Most physical health hospitals spent a lot of time and money over the past few decades concentrating on the MPI because they don’t want their doctors and nurses to spend their high-priced time re-writing a consumer’s name, address and other demographic information. Mental health and addictions treatment is just catching up, but we still find licensed professionals and front line staff re-writing this information…oh, and don’t forget about that consumer in the lobby with the worn down pencil. That little metal thing that holds the eraser onto the pencil has just torn through the form for the eighth time…he could get frustrated any moment, and he just wants help with his mental health problem. Perhaps an MPI would help expedite his treatment
Most of the larger agencies bought software for programs piecemeal. First, the accounting department got their software, then the automated time-clock appeared, which by rights should share professionals’ information with the human resources software…you get the picture. The result was a plethora of disconnected software, and it’s not difficult to see how we got to the point of needing the MPI, but not knowing much about it.
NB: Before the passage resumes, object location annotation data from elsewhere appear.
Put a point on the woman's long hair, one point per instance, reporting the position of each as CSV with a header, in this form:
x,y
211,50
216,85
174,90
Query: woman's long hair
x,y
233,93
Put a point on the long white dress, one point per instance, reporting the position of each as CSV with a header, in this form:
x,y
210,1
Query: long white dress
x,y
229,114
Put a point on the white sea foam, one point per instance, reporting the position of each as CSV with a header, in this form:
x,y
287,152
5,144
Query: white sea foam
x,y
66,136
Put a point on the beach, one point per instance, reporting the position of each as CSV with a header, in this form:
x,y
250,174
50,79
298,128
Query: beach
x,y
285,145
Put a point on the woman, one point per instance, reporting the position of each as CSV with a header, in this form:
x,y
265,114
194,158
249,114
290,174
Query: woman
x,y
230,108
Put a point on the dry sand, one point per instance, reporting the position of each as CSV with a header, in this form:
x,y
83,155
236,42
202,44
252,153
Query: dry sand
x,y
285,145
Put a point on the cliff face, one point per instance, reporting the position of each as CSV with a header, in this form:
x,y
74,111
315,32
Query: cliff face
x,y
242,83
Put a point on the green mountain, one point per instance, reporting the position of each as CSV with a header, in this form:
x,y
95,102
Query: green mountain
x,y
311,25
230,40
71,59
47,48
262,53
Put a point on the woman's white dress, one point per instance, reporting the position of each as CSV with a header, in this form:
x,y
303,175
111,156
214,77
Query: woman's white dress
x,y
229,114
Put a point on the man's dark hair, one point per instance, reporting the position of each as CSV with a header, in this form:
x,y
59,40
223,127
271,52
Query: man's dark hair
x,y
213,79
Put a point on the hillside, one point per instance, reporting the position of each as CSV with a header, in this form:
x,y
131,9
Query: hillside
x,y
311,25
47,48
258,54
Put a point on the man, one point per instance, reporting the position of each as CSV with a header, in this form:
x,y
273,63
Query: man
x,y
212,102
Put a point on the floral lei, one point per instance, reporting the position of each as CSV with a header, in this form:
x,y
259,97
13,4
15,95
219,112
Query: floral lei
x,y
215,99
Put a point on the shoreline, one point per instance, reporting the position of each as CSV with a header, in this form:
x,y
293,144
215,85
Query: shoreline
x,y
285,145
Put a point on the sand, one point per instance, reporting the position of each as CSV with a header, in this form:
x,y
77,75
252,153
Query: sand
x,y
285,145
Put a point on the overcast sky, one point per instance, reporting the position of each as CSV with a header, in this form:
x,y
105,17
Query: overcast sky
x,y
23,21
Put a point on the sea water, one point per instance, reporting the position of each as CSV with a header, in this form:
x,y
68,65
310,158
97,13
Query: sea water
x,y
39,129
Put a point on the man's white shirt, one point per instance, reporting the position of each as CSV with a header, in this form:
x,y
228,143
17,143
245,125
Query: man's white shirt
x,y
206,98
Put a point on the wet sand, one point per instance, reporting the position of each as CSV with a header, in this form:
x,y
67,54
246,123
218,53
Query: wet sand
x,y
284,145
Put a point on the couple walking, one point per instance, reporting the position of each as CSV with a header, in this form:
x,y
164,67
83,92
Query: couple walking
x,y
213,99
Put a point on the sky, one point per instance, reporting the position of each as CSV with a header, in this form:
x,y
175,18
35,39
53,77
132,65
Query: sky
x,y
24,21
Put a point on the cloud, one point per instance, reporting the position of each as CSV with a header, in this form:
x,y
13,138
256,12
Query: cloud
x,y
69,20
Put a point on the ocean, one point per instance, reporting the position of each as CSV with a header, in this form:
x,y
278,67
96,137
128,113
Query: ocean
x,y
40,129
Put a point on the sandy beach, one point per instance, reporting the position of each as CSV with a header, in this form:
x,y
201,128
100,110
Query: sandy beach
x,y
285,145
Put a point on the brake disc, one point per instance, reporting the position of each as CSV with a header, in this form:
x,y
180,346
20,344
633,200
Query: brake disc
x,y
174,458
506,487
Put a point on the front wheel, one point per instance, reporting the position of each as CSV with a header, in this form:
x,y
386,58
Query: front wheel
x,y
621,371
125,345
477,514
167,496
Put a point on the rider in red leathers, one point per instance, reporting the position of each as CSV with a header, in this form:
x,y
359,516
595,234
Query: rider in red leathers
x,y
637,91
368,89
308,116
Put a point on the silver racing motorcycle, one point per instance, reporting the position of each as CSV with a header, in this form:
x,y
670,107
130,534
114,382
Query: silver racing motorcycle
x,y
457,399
If you have three software programs feeding into a central MPI, the MPI must be king of the data, so it can send updates to the consumer’s record out to all those other programs. Sounds simple, but it’s not. Vendors of MPIs charge a pretty penny for their software and support with good reason…brokering changes to a consumer’s health information is serious business, and you gotta get it right, every time.
The agency I mentioned earlier (with no MPI) grew into the need over time, adding different sorts of programs to help them serve people with developmental disabilities and mental health disorders. Not-for-profit agencies’ business priorities seem to have a history of underestimating the value of all those minutes that can be saved when staff, professionals and consumers don’t have to fill out their name and address with that worn down pencil over and over again…not to mention the great benefit of cutting down on graphite and rubber (eraser) pollution.
Like I said, it’s getting better. At least we know what an MPI is, and are learning the value of it in this age of mergers and acquisitions.